His junior high school days were spent at Central on Yates Street. Then it was on to Vic High on Grant Street, he fondly recalled.
“It was all like a big clubhouse to me,” said the 73-year-old Central Saanich resident who retired from Victoria’s CHEK television about two years ago.
He laughed when he talked about his Grade 12 class photo session. Tupper was not the shortest person in his class and had never been selected to hold the chalkboard for class photos. He asked the photographer if he could do that and was handed the board and front-and-centre seat.
Tupper took a Grade 12 Business Machines course, mainly because it was overwhelmingly girls and went through the course without really learning how to operate any business machines or type.
English 91 was also memorable for an incident in which the teacher, who had built a photographic dark room at the front of the classroom, was locked inside it by one of the students.
As a teenager, Tupper had an interest in broadcasting at a young age, building a small radio station in the family basement, complete with turntables. He began as an “operator” at CFMS, Victoria’s first FM radio station in the basement of the Douglas Hotel (now the Hotel Rialto) on the southwest corner of Pandora Avenue and Douglas Street.

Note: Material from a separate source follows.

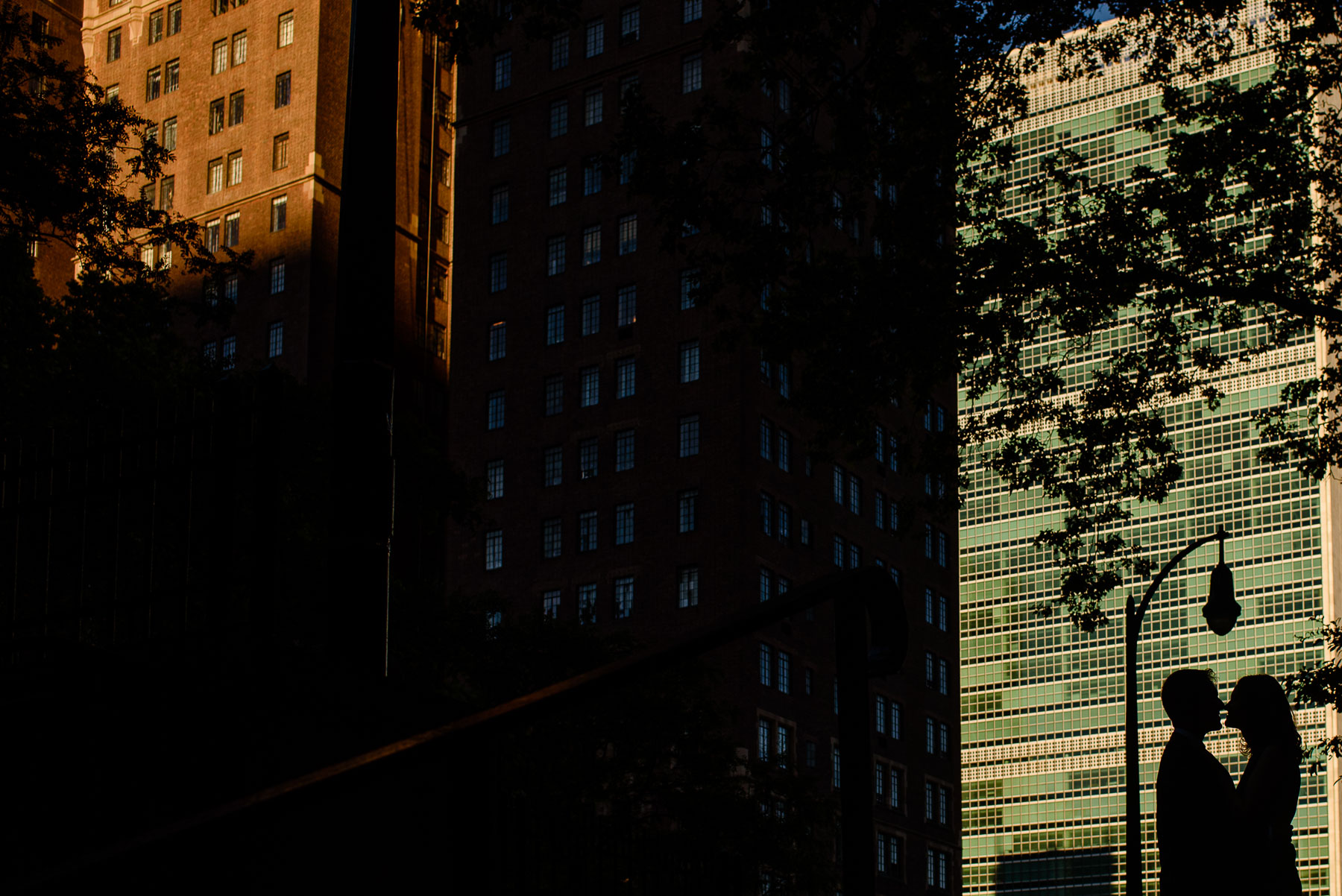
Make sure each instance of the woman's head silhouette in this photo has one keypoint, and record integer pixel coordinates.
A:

An operator was a person who ran the music tape machines and, when required, turned on the announcer’s microphone. CFMS was a radio station that mainly used huge rolls of audio tapes to deliver “elevator,” semi-classical and classical music. Somehow, Tupper convinced CFMS manager Rudy Hartman, to let him and Gil Harris (who later became popular “rock jock” Doc Holliday and Doc Harris in Ontario and Vancouver) do a “live” morning show.
Tupper eventually moved over to CFMS’s AM sister-station, CKDA, and became its morning personality. His radio career included one-year stints with C-FAX and (now defunct) CJVI.
Also in his resume is a 10-year career working at Pacific Waterbeds stores in Victoria and on the B.C. Lower Mainland. It was at a Vancouver waterbed store that a customer walked in, noticed Tupper’s
“radio voice” and said CHEK-TV in Victoria was looking for a “voice-over” person. Tupper got the job and eventually moved into to the station’s promotion department.
In a Times Colonist interview, he told reporter Katie DeRosa that the station manager, Jim Nicholl, floated the idea of CHEK Around, a program in which the personality would run around digging up fun, unusual stories and interviews. “I got CHEK Around because no one else wanted to do it,” he told DeRosa.
Tupper recalls interviews with rocker Randy Bachman (Guess Who, BachmanTurner Overdrive) during which they belted out the opening line of Taking Care of Business, Canadian actor Leslie Nielsen, who noticed Tupper was doing an interview and decided to barge in, and Canadian literary giant Pierre Burton, who talked about bow ties. However, he admitted, “I got more fun out of ordinary people.”
One that came to mind quickly was the CHEK Around segment on the theme of tattoos. Tupper and his roving mike went downtown to ask passersby to “show me your tattoos.” He said one guy and a couple of women started stripping down to their underwear to show their “tats.” “Great fun,” said Tupper.